ESG Reporting: Meaning and Importance
Earlier, the only factor that interested an investor was the steady growth in a company’s profits. However, with changes in the business environment, especially the impact of climate affecting business profits, investors have shifted their focus to the ESG framework. But what is ESG, and how is ESG reporting important for businesses? Let’s find out.
- Environmental (E): The environmental criterion describes the company’s usage of energy resources and its overall impact on the environment. Other aspects of businesses that can impact the climate include water treatment, air quality, carbon dioxide emissions, waste, pollution, etc.
- Social (S): The social criterion describes the management and interaction of the company with its employees, culture, and other businesses. It includes employee engagement, customer interaction, diversity, workplace policies, human rights, etc.
- Governance (G): The governance criterion concerns the company’s internal system of practices, procedures, and controls. It includes decision-making, accountability, transparency, compliance, and inclusivity.
What is ESG Reporting?
ESG, an abbreviation for Environmental, Social, and Governance, are a set of criteria that help determine how “socially responsible” a company is. It provides a snapshot of business strategies and helps investment screening for all stakeholders, such as investors, employees, and society. ESG sustainability reporting helps investors steer clear of companies that might pose a higher financial risk due to their poor environmental, social, or governance practices.

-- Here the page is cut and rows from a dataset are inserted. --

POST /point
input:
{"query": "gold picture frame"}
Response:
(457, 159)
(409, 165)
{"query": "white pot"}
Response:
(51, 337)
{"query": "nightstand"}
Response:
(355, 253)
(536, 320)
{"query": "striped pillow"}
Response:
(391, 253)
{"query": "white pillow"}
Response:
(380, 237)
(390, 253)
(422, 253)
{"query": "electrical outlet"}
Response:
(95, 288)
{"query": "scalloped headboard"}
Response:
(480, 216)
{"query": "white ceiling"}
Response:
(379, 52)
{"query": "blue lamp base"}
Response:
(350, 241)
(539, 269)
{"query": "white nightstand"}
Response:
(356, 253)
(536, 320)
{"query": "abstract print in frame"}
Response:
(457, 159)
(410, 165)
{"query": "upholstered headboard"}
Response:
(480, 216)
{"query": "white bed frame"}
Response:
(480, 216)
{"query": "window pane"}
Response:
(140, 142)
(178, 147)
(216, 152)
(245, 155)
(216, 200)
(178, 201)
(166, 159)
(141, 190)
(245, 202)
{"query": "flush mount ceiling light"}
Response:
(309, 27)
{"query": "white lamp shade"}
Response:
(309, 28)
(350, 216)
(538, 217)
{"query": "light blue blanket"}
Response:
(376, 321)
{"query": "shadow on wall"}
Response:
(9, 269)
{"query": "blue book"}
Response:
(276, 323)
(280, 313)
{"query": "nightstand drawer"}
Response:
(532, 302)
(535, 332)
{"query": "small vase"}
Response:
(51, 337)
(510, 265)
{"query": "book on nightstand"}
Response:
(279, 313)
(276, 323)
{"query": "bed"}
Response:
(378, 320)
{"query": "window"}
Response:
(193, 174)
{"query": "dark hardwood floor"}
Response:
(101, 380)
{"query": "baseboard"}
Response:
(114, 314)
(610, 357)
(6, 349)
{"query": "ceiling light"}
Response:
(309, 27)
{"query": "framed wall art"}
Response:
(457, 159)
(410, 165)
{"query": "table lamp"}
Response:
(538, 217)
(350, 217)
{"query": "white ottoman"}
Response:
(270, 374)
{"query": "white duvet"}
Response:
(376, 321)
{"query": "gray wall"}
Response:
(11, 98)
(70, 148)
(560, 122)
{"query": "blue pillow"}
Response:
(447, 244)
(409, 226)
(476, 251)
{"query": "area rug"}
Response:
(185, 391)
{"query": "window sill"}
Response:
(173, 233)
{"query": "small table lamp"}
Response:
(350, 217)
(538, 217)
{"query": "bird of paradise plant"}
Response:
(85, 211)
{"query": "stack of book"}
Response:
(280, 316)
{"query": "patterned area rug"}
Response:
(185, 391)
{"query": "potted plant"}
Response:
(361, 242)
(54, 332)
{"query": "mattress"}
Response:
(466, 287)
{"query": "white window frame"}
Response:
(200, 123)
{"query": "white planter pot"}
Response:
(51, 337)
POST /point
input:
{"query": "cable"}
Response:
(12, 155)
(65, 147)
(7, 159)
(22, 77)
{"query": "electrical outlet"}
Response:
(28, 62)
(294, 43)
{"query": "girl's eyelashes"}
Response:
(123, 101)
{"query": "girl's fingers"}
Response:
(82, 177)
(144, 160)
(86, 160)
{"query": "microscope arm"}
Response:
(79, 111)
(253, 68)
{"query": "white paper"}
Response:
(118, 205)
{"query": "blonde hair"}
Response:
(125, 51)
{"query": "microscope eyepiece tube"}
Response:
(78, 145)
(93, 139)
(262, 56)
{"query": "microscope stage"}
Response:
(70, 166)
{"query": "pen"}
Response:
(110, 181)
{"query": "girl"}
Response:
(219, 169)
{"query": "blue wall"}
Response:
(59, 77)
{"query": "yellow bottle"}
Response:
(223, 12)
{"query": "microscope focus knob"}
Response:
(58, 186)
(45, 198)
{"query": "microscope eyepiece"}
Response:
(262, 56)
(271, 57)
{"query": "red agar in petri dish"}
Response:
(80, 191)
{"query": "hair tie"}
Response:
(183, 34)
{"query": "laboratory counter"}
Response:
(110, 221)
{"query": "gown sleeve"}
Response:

Importance of ESG Reporting
While ESG reporting is still voluntary for most countries, several future-focused companies have realised the importance of communicating ESG practices in their business strategy. There are several benefits to ESG reporting, which include:-
- ESG Reporting Creates Transparency
Providing ESG data in the company’s annual reporting allows investors to determine its goals and targets. Transparency helps investors understand how the organisation creates solutions for the major global issues the business faces in respect of these three criteria. This is how ESG offers investors a chance to make an informed decision about the company to invest in.
- ESG Reporting Encourages Accountability
Accountability is essential to any business as it helps ensure following best practices and acting upon critical issues. ESG reporting is important as it holds board members and stakeholders accountable for business practices related to the ESG sustainability criteria.
- ESG Reporting Boosts Confidence in the Company’s Claims
Investors and lenders are attracted to businesses when they are convinced that their information is legitimate. While any company can claim to be committed to sustainability issues, only accurate and effective ESG reporting can verify those claims.